I didn't have a specific style in mind, but I think a foreign stout would be a good description of what I was going for. With the grains I was trying to get some chocolate/coffee/nuttyness to go along with the flavor from the molasses.
 
This is the first recipe I've put together, looking for some feedback.

1.5lb Molasses
5lb Liquid Malt Extract - Dark
.5lb Chocolate Malt
.5lb Crystal 120
.5lb Carapils
.5lb Flaked Oats
.5lb Roasted Barley

1oz Fuggles - 60min
1oz East Kent Goldings - 30min

which yeast were you planning to use?
 
The only thing I would suggest is perhaps (real) maple syrup rather than molasses. The reason I say this is because I have heard quite a few comments that molasses doesn't translate well in beer.


This is not based on my own personal experience, so take it with a grain of salt. I have used maple syrup in beer to very good effect.
 
The only thing I would suggest is perhaps (real) maple syrup rather than molasses. The reason I say this is because I have heard quite a few comments that molasses doesn't translate well in beer.


This is not based on my own personal experience, so take it with a grain of salt. I have used maple syrup in beer to very good effect.

I've heard the same about maple syrup. Probably has to do with it being mostly sugar. How much and what grade syrup did you use for what batch size?

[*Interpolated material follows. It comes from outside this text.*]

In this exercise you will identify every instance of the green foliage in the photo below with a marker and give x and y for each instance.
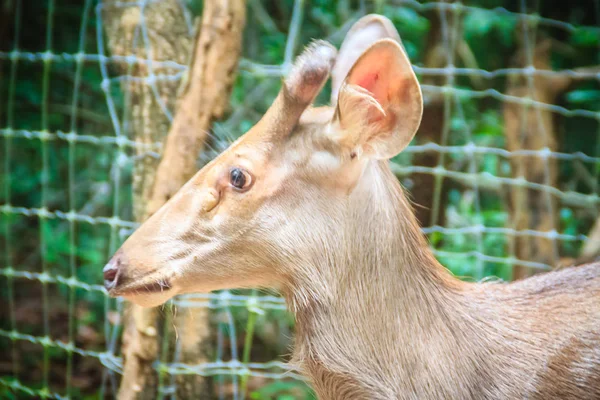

I probably should have also mentioned this is for a 5gal batch if that isn't assumed by the quantities.
 
fermented molasses tastes, um, unique. I find it horrible, but in a smaller quantity, you might find it ok.

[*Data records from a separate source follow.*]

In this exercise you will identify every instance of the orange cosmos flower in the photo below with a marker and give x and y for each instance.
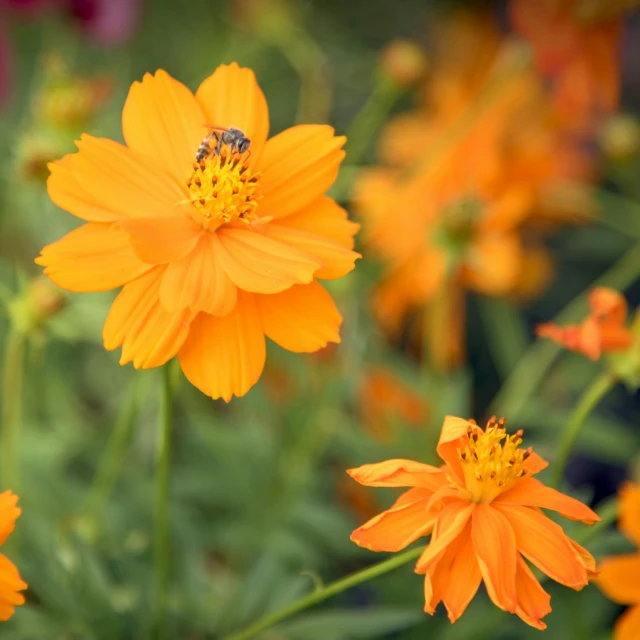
(482, 509)
(619, 576)
(10, 581)
(580, 56)
(213, 255)
(603, 330)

It looks like the recipe is 5 pounds LME and 4 pounds "other"?

I would ditch much of the "other", and especially that quantity of special B. I'd do a re-do, and think about my goals.

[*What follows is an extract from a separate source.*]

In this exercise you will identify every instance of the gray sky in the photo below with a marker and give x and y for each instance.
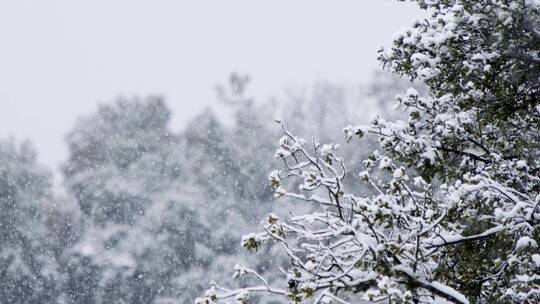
(59, 58)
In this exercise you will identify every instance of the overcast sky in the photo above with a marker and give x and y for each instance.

Do you want "chewy"? "Slick"? Rich? Toffee? Etc, and then put together a recipe using no more than three "other" and only pale or light LME (because dark LME has about three "others" as well).

If you were going to label the current recipe, it would be a (not very good) oatmeal stout.

If you think about what you want, we can help you get there, but as it stands it's a mish mash of ingredients that won't meld well together I'm afraid.



Complex is good- complicated is not. I'd ditch about 3/4s of the stuff and get complexity and flavor, and have a great beer.
 
This is the first recipe I've put together, looking for some feedback.

1.5lb Molasses
5lb Liquid Malt Extract - Dark
.5lb Chocolate Malt
.5lb Crystal 120
.5lb Carapils
.5lb Flaked Oats
.5lb Roasted Barley

1oz Fuggles - 60min
1oz East Kent Goldings - 30min

To echo questions and comments already made, what are you trying to make or target? It's much easier to make rational comments and suggestions if we know what it is you are trying to do.

With that said, molasses is a very aggressive ingredient. Unless you have used it before in that ratio and really like it I'd rethink using it, at least in that amount. Bear in mind that dark extract already has a pretty good portion of dark malts. Even for a dark beer I'd recommend using light extract and get your color input from accessory specialty grains. About 10% in dark grains will get you into a basic stout/porter color. I'd also suggest looking into dry extract rather than liquid as it tends to have better fermentation characteristics, leaving less unfermented byproducts and a cleaner final product.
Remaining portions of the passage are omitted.